- Born: August 31, 1926 Pleasantville, New Jersey, U.S.
- Died: October 9, 2025 (aged 99)
- Known for: Abstract art
- Movement: Modernism
- Spouse: Juanita Wimberley

= Frank Wimberley =

American artist (1926–2025)

Frank Wimberley (August 31, 1926 – October 9, 2025) was an American abstract expressionist artist.

==Background==
Frank Wimberley was born on August 31, 1926, and grew up in suburban New Jersey. After serving in the US Army, he studied painting at Howard University with James Amos Porter, James Lesesne Wells, and Loïs Mailou Jones. While there he developed an interest in jazz, which led to friendships with Miles Davis, Ron Carter, and Wayne Shorter.

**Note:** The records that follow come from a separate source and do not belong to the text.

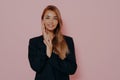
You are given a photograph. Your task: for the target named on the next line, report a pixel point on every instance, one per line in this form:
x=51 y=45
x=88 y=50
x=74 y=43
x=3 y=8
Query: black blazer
x=52 y=68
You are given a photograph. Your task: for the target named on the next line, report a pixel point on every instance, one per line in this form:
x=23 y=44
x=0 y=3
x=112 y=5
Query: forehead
x=50 y=13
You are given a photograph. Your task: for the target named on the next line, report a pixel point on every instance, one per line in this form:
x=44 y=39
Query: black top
x=52 y=68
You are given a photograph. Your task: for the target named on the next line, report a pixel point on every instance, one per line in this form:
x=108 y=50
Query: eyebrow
x=49 y=16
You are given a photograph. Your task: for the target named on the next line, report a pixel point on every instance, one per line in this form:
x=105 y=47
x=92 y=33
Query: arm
x=36 y=56
x=68 y=65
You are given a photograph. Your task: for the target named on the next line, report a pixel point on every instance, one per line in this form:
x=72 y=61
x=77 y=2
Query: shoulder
x=36 y=39
x=67 y=38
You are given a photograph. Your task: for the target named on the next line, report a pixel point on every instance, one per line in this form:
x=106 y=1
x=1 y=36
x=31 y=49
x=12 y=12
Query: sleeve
x=68 y=65
x=36 y=56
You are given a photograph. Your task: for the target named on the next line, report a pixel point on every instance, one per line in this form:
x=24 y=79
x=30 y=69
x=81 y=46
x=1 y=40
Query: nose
x=51 y=20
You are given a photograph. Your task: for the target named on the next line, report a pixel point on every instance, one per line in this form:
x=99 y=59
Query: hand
x=47 y=40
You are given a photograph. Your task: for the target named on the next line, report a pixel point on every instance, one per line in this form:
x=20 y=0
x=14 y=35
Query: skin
x=49 y=24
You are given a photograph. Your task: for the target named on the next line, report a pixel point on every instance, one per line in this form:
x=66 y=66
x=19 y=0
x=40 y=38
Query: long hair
x=59 y=44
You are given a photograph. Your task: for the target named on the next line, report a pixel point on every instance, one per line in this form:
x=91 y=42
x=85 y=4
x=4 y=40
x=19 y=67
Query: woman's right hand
x=47 y=40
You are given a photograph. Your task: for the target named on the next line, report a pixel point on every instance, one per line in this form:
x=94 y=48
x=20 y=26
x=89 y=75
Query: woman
x=52 y=55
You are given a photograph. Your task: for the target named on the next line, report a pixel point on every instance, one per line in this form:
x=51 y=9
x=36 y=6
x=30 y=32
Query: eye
x=55 y=18
x=47 y=18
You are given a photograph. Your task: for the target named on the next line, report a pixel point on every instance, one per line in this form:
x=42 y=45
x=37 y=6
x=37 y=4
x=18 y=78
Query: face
x=50 y=20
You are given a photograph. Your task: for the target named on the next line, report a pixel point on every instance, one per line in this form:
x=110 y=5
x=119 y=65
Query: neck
x=51 y=34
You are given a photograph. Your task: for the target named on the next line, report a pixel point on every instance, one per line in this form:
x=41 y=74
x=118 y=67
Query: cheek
x=56 y=22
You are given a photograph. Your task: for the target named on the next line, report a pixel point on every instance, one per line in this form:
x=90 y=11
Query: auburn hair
x=59 y=44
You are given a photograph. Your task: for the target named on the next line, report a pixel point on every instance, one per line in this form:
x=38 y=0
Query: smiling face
x=50 y=20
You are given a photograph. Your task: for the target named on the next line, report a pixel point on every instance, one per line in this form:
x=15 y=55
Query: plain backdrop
x=93 y=24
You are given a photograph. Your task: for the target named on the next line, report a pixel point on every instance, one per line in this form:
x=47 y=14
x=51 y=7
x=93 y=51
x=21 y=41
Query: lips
x=50 y=25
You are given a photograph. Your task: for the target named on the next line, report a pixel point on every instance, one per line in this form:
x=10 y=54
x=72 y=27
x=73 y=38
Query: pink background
x=93 y=24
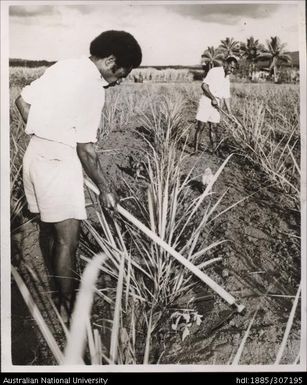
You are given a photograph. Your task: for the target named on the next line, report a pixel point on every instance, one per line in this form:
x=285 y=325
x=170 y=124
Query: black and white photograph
x=175 y=239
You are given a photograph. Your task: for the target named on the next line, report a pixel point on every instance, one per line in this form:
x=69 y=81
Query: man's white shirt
x=66 y=102
x=218 y=83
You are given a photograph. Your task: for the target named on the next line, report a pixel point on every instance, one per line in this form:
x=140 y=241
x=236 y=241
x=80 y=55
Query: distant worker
x=62 y=110
x=216 y=88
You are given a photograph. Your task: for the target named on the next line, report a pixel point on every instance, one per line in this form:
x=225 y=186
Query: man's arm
x=207 y=92
x=227 y=104
x=23 y=108
x=93 y=168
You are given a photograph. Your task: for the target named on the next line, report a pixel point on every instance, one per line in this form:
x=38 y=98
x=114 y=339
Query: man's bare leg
x=198 y=130
x=66 y=239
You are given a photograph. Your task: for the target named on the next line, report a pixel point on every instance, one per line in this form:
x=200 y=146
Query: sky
x=170 y=33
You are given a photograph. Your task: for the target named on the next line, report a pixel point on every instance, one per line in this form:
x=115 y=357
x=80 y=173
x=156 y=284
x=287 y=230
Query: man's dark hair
x=231 y=59
x=121 y=44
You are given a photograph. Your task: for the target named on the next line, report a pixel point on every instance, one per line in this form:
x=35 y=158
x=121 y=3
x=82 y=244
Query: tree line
x=249 y=55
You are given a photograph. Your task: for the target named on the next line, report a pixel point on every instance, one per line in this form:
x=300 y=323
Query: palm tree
x=229 y=47
x=212 y=57
x=251 y=51
x=276 y=54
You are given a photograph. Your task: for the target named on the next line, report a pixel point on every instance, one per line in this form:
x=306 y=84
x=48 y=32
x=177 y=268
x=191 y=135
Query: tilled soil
x=260 y=267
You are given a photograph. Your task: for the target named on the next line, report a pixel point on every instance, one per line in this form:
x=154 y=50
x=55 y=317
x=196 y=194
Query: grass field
x=243 y=230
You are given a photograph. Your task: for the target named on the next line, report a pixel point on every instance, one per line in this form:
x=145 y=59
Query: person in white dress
x=216 y=89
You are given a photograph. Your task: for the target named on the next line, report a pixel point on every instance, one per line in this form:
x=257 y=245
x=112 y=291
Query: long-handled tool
x=231 y=117
x=202 y=276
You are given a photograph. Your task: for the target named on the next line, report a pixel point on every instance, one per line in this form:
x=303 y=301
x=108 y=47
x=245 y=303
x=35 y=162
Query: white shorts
x=53 y=181
x=206 y=112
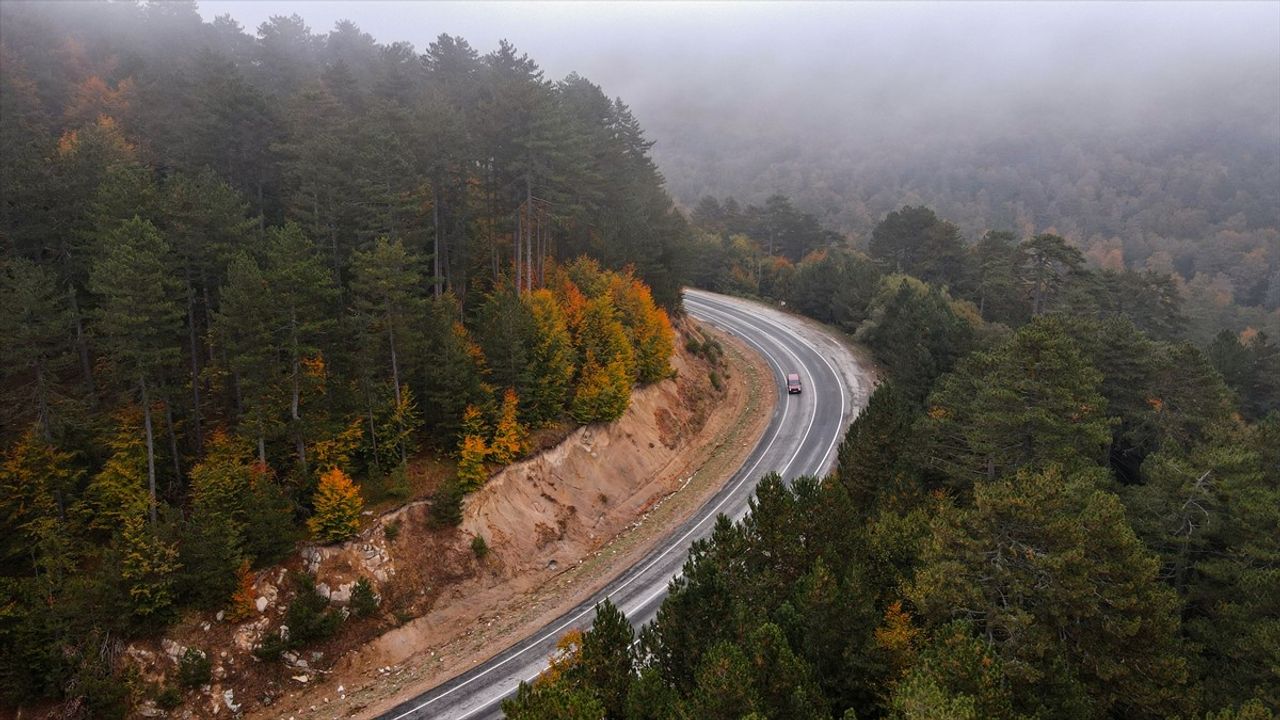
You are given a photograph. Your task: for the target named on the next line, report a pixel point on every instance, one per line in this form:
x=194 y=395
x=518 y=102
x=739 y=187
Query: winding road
x=800 y=440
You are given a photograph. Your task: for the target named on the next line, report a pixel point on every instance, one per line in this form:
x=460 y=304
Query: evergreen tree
x=138 y=317
x=1032 y=401
x=1050 y=572
x=37 y=350
x=147 y=566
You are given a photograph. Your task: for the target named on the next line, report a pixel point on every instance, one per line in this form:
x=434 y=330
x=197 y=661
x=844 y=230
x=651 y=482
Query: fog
x=865 y=67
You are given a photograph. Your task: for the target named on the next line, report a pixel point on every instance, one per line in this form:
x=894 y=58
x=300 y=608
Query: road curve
x=800 y=440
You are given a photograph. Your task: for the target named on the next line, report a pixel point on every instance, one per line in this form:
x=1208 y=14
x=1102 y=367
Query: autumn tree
x=337 y=507
x=552 y=359
x=472 y=450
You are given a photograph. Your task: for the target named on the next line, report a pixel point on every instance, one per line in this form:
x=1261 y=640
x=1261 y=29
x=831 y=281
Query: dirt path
x=520 y=591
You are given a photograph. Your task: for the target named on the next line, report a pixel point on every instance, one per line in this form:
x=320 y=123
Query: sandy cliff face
x=539 y=518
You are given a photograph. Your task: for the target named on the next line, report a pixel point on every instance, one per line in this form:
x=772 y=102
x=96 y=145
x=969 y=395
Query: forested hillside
x=247 y=278
x=1191 y=190
x=1054 y=507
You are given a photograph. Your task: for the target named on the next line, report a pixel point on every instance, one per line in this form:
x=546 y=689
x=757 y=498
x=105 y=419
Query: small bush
x=309 y=616
x=397 y=483
x=447 y=505
x=195 y=669
x=168 y=697
x=364 y=602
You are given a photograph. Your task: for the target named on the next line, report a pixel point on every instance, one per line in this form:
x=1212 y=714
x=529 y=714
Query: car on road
x=794 y=383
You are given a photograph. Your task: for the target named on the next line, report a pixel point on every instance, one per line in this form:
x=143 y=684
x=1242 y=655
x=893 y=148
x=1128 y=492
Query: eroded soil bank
x=557 y=527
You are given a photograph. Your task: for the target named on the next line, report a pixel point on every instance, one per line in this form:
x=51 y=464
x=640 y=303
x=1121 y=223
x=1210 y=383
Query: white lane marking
x=726 y=313
x=671 y=547
x=840 y=381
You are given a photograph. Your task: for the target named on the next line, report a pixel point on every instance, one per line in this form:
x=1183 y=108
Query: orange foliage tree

Wimberley was a longtime resident of Sag Harbor, New York. He and his wife, Juanita, moved there in the 1960s into a modernist house that they designed. In October 2020, T: The New York Times Style Magazine showcased the Wimberleys in their home in a feature on black families who settled in Sag Harbor in the 1930s and the decades after.

Wimberley died on October 9, 2025, at the age of 99.

==Work==
Wimberley painted abstractly in acrylic paints, using a wide variety of tools including scrapers, spatulas, and brushes.

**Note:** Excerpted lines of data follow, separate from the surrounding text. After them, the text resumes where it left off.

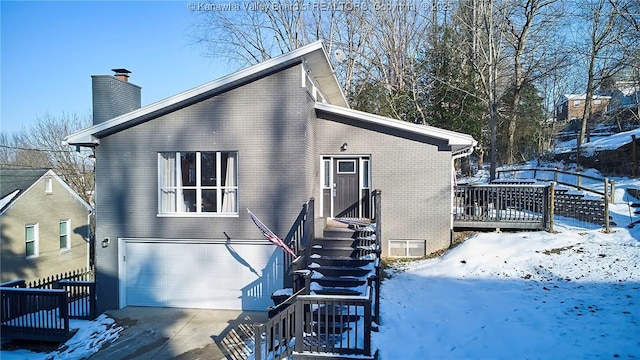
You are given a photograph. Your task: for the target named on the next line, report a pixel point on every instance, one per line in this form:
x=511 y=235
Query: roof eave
x=314 y=53
x=457 y=141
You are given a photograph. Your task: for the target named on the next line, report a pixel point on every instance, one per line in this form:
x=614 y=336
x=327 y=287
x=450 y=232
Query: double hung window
x=31 y=240
x=198 y=183
x=65 y=243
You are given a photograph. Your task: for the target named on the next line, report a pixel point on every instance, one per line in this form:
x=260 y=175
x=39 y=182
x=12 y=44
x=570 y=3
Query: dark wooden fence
x=323 y=324
x=597 y=185
x=578 y=207
x=501 y=206
x=34 y=314
x=523 y=206
x=43 y=313
x=300 y=235
x=51 y=282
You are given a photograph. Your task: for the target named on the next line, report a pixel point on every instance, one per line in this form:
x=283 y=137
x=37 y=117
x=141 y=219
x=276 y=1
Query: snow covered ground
x=88 y=339
x=574 y=294
x=526 y=295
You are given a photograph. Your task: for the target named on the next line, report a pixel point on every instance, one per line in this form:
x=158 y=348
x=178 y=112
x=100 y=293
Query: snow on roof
x=612 y=142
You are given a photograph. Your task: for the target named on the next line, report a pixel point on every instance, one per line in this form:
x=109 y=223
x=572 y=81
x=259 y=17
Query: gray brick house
x=44 y=225
x=174 y=180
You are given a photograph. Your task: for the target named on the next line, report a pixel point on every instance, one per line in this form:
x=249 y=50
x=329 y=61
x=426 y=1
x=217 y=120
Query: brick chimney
x=114 y=95
x=122 y=74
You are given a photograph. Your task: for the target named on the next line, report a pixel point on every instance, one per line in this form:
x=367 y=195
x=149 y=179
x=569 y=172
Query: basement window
x=407 y=248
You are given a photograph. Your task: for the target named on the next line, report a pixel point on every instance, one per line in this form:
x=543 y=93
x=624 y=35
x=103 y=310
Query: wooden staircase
x=343 y=259
x=334 y=303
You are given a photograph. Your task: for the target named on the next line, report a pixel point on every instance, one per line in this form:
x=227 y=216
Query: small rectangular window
x=65 y=243
x=346 y=166
x=327 y=173
x=48 y=186
x=407 y=248
x=31 y=240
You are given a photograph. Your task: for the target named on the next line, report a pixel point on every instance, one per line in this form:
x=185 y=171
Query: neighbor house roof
x=457 y=141
x=313 y=55
x=12 y=180
x=16 y=182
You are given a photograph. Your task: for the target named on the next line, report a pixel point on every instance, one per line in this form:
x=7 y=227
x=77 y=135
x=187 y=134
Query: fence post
x=299 y=326
x=552 y=204
x=612 y=194
x=257 y=341
x=634 y=157
x=606 y=206
x=579 y=181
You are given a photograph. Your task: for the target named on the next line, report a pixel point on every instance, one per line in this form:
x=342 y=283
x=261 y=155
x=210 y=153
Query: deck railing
x=598 y=185
x=323 y=324
x=334 y=324
x=298 y=238
x=501 y=206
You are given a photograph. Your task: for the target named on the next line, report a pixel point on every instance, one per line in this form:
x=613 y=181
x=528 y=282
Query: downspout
x=464 y=153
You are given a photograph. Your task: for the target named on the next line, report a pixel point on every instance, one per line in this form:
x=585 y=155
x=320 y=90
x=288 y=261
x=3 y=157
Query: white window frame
x=48 y=186
x=35 y=240
x=407 y=247
x=67 y=235
x=219 y=188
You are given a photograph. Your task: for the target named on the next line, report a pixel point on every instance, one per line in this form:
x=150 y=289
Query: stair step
x=335 y=282
x=338 y=291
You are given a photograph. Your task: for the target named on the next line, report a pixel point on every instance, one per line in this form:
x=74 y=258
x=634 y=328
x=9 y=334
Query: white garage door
x=199 y=275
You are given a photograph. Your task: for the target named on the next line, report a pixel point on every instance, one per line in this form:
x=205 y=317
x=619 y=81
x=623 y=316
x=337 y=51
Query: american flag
x=270 y=234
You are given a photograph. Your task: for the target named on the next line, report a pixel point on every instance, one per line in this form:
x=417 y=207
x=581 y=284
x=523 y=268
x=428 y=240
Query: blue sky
x=49 y=50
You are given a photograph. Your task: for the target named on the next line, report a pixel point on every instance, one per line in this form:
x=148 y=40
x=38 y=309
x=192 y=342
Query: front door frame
x=327 y=183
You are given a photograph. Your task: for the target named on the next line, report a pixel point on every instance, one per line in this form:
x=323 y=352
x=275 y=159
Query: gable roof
x=12 y=180
x=457 y=141
x=313 y=55
x=16 y=182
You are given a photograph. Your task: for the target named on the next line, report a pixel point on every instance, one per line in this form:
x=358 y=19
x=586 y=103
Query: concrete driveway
x=166 y=333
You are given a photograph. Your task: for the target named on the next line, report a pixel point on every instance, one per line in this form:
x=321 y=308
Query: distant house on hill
x=624 y=105
x=571 y=106
x=44 y=225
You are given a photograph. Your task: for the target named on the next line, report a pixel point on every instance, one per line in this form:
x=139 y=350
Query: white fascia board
x=454 y=138
x=87 y=136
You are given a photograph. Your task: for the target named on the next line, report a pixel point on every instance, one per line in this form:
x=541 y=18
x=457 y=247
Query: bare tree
x=601 y=56
x=527 y=21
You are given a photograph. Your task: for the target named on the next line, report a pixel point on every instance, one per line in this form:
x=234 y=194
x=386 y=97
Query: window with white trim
x=65 y=236
x=48 y=186
x=31 y=240
x=198 y=182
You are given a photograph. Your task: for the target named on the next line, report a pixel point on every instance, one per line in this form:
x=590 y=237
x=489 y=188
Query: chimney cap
x=121 y=71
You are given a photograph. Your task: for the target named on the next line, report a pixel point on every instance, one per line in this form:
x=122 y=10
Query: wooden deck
x=501 y=206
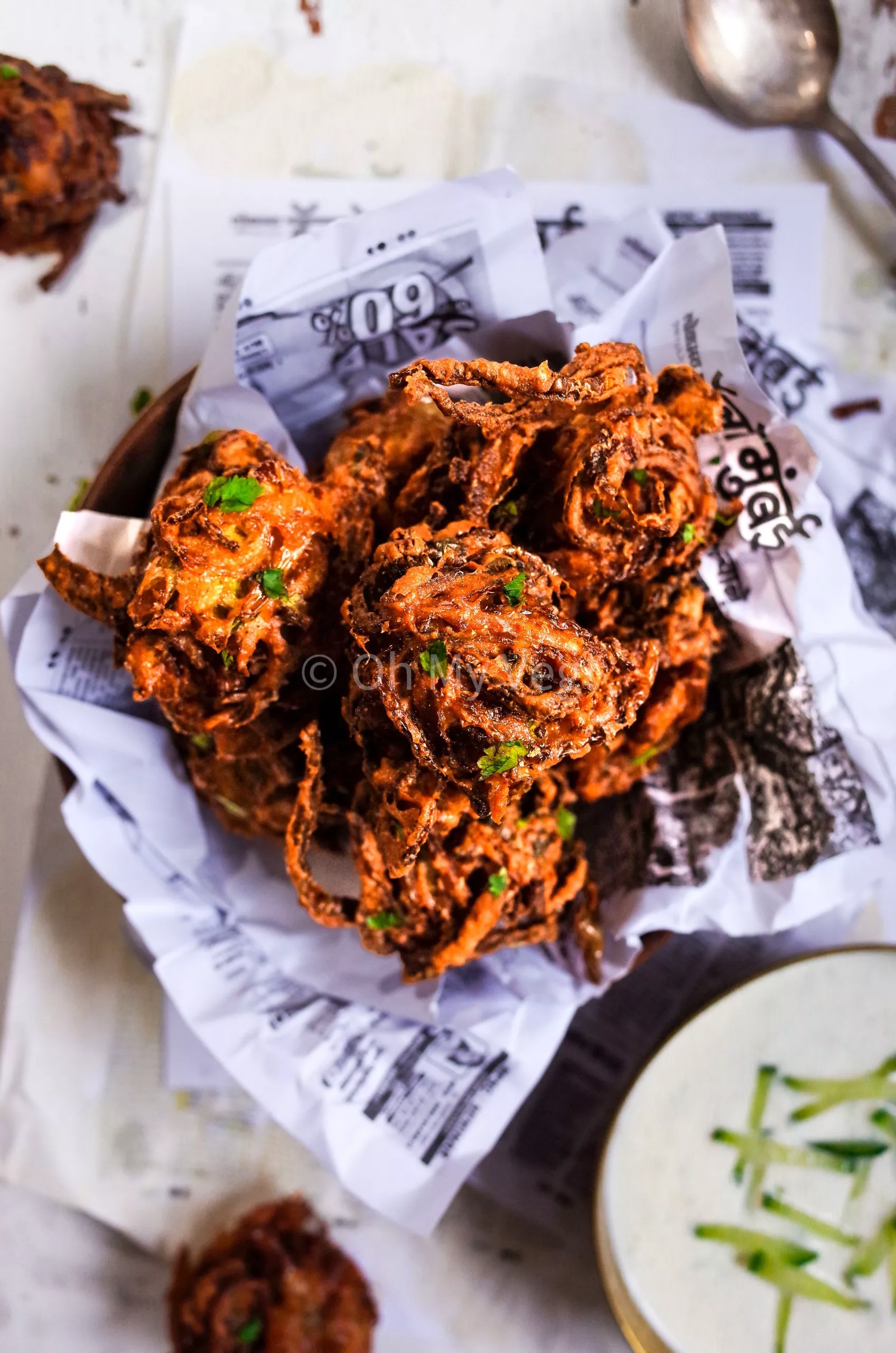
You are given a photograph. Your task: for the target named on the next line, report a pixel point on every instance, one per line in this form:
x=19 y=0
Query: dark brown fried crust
x=515 y=674
x=321 y=905
x=97 y=596
x=59 y=160
x=275 y=1283
x=474 y=887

"Mr. Wimberley's canvases were entirely abstract, demanding to be taken for just what they are, pigment applied to cloth," wrote Helen A. Harrison for the New York Times in 1991. "Yet, in spite of the total lack of outside references, they conjure up a host of associations and implications."

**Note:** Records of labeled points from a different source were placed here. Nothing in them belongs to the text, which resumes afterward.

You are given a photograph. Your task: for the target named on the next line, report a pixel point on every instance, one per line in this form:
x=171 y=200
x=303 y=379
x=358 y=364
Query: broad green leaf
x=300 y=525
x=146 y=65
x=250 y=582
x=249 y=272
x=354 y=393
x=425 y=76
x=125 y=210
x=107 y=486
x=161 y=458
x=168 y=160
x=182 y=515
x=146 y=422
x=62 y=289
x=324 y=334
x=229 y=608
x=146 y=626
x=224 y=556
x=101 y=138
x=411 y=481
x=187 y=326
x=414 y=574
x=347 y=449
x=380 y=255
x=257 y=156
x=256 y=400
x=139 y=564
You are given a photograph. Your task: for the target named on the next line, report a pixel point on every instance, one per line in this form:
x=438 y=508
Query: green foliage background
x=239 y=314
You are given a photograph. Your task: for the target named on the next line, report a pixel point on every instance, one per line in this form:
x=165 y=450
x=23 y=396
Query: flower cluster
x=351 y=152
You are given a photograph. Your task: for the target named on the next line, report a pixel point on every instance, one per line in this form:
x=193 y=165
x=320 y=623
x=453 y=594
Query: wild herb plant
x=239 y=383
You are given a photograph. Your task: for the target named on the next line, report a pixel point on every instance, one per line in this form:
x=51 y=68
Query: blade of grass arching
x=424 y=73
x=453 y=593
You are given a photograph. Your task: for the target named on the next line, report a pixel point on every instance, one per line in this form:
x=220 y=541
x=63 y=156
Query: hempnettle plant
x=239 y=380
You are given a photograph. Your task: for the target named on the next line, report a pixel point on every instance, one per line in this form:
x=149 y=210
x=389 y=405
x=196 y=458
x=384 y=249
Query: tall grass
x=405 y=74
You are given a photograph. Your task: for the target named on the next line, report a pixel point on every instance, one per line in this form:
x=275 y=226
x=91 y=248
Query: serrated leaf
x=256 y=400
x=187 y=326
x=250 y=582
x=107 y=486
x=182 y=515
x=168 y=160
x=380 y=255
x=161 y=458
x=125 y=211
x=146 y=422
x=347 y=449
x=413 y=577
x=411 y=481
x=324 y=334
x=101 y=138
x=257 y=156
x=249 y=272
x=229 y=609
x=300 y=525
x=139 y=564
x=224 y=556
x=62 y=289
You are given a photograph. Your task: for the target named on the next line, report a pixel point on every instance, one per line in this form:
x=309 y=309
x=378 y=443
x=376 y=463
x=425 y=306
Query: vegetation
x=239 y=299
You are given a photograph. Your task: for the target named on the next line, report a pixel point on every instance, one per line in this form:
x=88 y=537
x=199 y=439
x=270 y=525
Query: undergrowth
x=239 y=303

Wimberley is represented by Berry Campbell Gallery in New York City.

==Critical reception==
Writing about the artist's 1989 solo exhibition at the Fine Arts Center at the Southampton campus of Long Island University, New York Times critic Phyllis Braff wrote that Wimberley's "sweeping application of paint is the dominant action, serving as both theme and as principal generator of psychic energy." She credited the artist with a "forceful, imaginative and expressive use of color." Grace Glueck, writing for the paper in 2001 about Wimberley's exhibition at the June Kelly Gallery in New York City, said that Wimberley's "paintings are good to behold: beautifully brushed and infused with a light that magnifies their intensity."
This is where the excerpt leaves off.